In Vol. 2, No. 8 of Jeff Cooper’s Commentaries published in July 1994, Cooper wrote, “An informal poll conducted in the area of Harare (ex−Salisbury, Rhodesia) indicates that the great majority want Ian Smith back in place of Robert Mugaby. If Mugaby finds out about this, Mr. Smith's head rests very lightly on his shoulders.” Ian Smith was the white supremacist leader of Rhodesia who enforced white minority rule of the nation until 1980. Robert Mugabe became president when the country declared independence from the British and became Zimbabwe. Cooper also described a business deal gone sour involving the sale of Gunsite, his firearms training facility, as “the great lynch party of April Fool 1993.” Turning to the topic of the Vietnam War, Cooper described Vietnamese as “slant−eyed little fiends.” He then added that, “If Nicole Simpson had studied at Gunsite she would now be a wealthy widow.” Simpson was murdered in 1994 and her ex-husband former NFL star O.J. Simpson was eventually acquitted after being charged in connection with her death. Cooper then recommended that his readers purchase “Racism, Guilt and Self−Deceit" by M. Gedahlia Braun, stating “His work, which is very carefully researched and irreproachably objective, is not politically correct, which may be its strongest recommendation.” In the book’s forward, Braun writes, “It was obvious to [black Africans] that whites were ‘cleverer’ and they made no bones about it. It is whites who feel guilty about this and blame themselves for black failure. Shrewd blacks use this ‘guilt’ to blackmail, browbeat and bamboozle whites. This sham anger is a principal weapon of psychological warfare. It is used by women against men, blacks against whites, homosexuals against straights and islam [sic] against the West—though always with the help of the (alleged) wrong-doers … Blacks are deficient in abstract thinking and this leads to moral blindness … Blacks’ difficulty in thinking of the future explains, e.g., their high rate of criminality and HIV.”

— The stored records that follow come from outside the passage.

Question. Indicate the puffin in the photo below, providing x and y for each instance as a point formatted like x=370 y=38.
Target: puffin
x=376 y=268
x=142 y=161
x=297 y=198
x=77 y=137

In Vol. 2, No. 5 of Jeff Cooper’s Commentaries published in May 1994, Cooper wrote, “We see that the Bahutu [Hutu] and the Watutsi [Tutsi] have resumed their age−old hostilities. Truly they enjoy this sort of thing, and what they may lack in aptitude they make up in enthusiasm. This, of course, is one of the rewards of independence. The Belgian administration did not put up with it.” Later, he added, “How long do you suppose it will take Jesse Jackson to discover that the horror in Rwanda was caused by the French abandonment of their colonial policies and leaving these people to their own devices?” Cooper was referring to the genocide in Rwanda where up to 1,000,000 Tutsis were massacred by Hutus. He also wrote, “Let us all gather round to meet the New Woman of The Nineties. Her name is Tonya Rodham Bobbitt.” Cooper was referencing Tonya Harding (who was implicated in a violent attack on a rival figure skater), then-First Lady Hillary Rodham Clinton, and Lorena Bobbitt (who was famous for an incident where she severed her husband’s penis).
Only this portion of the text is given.